Freitag, 6. Dezember 2019

Brexit-Showdown Berlin buhlt vergeblich um Brexit-genervte Start-ups

Lichtprojekt am Brandenburger Tor
AP Herbert Knosowski
Lichtprojekt am Brandenburger Tor

Wo es Verlierer gibt, gibt es auch Gewinner. So gab es in einigen großen deutschen Städten in Bezug auf den Brexit Hoffnungen. Und zwar: Dass Metropolen wie Berlin als alternativer Standort für britische Start-ups profitieren könnten. In Berlin riefen die Stadtverantwortlichen einen runden Tisch ins Leben, um zu beraten, wie man sich am besten positionieren solle, entwickelten eigens eine Werbekampagne. Auch Frankfurt sah sich schon als die neue Fintech-Metropole.

Das Kalkül: Britische Start-ups könnten versuchen, sich durch eine europäische Niederlassung den Marktzugang zur EU zu sichern. Und warum dann nicht hier?

Serie: Der Brexit-Showdown

In der Hauptstadt ist daraus noch nichts geworden. "Der Exodus ist ausgeblieben", fasst es Lukas Breitenbach von Berlin Partner zusammen, der mit seiner Organisation umsiedlungswillige Unternehmen unterstützt. Ein deutlicher Anstieg von Umzugsanfragen britischer Firmen sei bislang nicht zu beobachten gewesen.

Frankfurt gewinnt - aber ...

Auch in Frankfurt sind so manche Hoffnungen enttäuscht worden. Zwar machten laut einer Anfang Oktober veröffentlichtenStudie der Landesbank Hessen-Thüringen (Helaba) im Zuge des anstehenden Brexits 31 ausländische Banken in Frankfurt einen Standort auf. Angesichts des gleichzeitigen Stellenabbaus vieler Geldhäuser dürfte die Zahl der Banker-Stellen bis Ende 2021 allerdings nur um gerade einmal 1 Prozent gegenüber Ende 2018 steigen.

Vielmehr ist von einer Brexit-bedingten Schwäche des Standorts Großbritannien in der Start-up-Welt bislang nichts zu spüren - zumindest wenn es um die Ausstattung mit Wagniskapital und die Zahl der Finanzierungsrunden geht. Mit umgerechnet 5,7 Milliarden Euro und 323 Finanzierungsrunden im ersten Halbjahr 2019 hat London weiter die Nase vorn, wie eine gerade veröffentlichte Studie der Beratungsgesellschaft EY ergab.

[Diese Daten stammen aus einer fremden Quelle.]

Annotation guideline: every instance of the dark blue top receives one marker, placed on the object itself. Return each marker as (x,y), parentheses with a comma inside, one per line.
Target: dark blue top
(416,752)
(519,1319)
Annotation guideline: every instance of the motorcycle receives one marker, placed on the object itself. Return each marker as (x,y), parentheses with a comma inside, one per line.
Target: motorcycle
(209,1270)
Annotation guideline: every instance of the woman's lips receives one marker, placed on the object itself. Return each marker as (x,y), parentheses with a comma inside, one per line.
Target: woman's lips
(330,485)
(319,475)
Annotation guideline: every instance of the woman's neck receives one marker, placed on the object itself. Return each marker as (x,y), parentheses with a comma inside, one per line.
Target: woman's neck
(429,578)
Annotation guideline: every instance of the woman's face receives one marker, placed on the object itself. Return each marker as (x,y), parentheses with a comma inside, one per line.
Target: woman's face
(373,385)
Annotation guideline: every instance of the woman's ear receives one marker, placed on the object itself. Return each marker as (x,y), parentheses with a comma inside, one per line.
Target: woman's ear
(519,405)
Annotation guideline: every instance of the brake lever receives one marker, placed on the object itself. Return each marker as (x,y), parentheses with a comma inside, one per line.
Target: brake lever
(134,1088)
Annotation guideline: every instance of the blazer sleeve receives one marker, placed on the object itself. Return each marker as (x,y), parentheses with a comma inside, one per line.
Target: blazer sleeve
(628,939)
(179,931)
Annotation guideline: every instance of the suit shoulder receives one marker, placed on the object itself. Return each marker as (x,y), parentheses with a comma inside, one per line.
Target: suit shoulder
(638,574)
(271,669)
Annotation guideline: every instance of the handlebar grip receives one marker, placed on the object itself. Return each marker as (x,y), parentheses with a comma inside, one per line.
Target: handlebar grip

Auf Rang zwei folgt Paris mit rund 2,2 Milliarden Euro, vor Berlin mit rund zwei Milliarden Euro. Die deutsche Start-up-Hochburg Berlin hat damit sogar an Boden verloren. "Das Brexit-Chaos scheint der Londoner Start-up-Szene kaum etwas anhaben zu können", kommentierte EY-Partner Peter Lennartz die Entwicklung.

Eine Meinung, die offenbar auch Yaron Valler vom Wagniskapitalfinanzierer Target Global teilt, der erst im April ein Büro in London aufgemacht hat. "Brexit oder kein Brexit, London wird immer einer der innovativsten, wachstumsstarken Tech-Hubs der Welt sein", sagte er der Branchenseite Techcrunch.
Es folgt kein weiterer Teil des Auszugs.